维护和更新:FAISS 等基于向量的系统可能更容易维护和更新,尤其是对于频繁变化的数据集。
计算资源:大多数指标的相似性能表明,根据特定用例和可用资源,设置和维护图形数据库的额外复杂性可能并不总是合理的。
关于潜在偏差的说明:
知识图谱创建:图结构是使用 GPT-3.5-Turbo 创建的,这可能会在实体和关系的提取方式上引入自身的偏差或不一致。
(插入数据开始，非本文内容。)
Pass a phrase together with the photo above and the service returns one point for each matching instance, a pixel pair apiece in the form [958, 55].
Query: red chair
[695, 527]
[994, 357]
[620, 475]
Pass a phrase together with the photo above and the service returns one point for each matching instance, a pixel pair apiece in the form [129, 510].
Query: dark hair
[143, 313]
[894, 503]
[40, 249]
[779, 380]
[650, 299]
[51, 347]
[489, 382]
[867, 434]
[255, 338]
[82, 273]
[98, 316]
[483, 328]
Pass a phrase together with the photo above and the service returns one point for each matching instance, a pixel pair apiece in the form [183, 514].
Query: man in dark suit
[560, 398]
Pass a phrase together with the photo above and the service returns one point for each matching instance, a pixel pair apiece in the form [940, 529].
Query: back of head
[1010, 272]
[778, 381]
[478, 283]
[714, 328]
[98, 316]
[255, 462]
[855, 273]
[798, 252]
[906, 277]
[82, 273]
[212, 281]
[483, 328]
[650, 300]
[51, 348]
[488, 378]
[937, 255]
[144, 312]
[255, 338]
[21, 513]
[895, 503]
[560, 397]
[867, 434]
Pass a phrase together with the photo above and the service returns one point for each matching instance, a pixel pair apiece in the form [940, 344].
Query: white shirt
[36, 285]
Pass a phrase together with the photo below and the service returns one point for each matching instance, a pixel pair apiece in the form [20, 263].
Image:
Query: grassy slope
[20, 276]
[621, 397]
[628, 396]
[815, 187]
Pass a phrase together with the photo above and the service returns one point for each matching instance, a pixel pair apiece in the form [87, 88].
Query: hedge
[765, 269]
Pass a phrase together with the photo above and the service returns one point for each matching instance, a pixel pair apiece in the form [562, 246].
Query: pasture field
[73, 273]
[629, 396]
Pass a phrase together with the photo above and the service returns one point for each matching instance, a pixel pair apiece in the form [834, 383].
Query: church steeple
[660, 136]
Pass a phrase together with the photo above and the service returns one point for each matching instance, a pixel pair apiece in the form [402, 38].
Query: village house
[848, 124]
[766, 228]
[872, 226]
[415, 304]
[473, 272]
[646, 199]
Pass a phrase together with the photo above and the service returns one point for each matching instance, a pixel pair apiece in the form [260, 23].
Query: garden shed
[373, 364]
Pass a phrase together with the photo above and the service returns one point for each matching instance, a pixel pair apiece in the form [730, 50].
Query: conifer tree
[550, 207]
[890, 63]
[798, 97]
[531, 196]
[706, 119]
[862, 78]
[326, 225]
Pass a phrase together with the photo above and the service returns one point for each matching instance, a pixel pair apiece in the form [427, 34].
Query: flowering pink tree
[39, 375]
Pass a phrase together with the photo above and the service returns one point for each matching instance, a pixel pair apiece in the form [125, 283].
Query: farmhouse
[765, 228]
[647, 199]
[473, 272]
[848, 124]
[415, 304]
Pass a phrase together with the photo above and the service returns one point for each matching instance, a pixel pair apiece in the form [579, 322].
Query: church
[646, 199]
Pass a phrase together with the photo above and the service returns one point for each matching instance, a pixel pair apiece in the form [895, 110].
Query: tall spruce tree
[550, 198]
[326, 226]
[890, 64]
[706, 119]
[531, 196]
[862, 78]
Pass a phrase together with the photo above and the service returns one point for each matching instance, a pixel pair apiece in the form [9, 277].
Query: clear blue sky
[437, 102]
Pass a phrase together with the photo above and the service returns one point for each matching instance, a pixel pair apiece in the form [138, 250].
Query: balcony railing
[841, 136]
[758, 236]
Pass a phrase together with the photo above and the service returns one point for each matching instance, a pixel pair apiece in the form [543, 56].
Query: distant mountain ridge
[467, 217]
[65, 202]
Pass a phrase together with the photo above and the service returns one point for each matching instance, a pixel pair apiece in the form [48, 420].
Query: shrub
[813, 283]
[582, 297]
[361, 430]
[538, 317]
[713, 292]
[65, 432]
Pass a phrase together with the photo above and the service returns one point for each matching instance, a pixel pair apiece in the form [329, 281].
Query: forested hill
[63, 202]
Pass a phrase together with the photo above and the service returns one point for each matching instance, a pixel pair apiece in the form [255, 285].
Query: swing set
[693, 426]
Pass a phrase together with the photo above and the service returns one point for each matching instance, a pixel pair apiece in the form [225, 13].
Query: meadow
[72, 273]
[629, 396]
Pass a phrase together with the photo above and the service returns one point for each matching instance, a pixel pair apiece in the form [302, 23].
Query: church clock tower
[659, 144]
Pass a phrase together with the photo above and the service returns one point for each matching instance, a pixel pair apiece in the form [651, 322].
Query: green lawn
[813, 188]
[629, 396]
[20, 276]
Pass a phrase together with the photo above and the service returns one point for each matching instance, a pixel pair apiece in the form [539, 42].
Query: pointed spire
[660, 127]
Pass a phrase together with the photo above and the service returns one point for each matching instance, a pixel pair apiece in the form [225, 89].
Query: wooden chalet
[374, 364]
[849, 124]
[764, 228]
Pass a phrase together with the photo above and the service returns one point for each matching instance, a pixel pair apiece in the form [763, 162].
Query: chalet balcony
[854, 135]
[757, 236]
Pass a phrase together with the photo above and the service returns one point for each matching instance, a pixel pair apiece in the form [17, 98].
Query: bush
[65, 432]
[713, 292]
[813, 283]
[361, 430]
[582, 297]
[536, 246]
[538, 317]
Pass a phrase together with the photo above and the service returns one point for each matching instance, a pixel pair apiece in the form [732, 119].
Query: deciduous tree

检索方法:FAISS 检索器使用向量相似性搜索,而 Neo4j 检索器使用 Cypher 查询。这些根本不同的方法可能偏向于某些类型的查询或信息结构,但这就是正在评估的内容。
上下文窗口限制:这两种方法都使用固定的上下文窗口大小,如果需要任何不同,则可能无法捕获知识图谱结构的全部复杂性。
数据集特异性:总体(这是所有 AI 工具分析的 100% 给定的):分析是针对单个文档(辩论记录)进行的,这可能并不代表所有潜在的用例。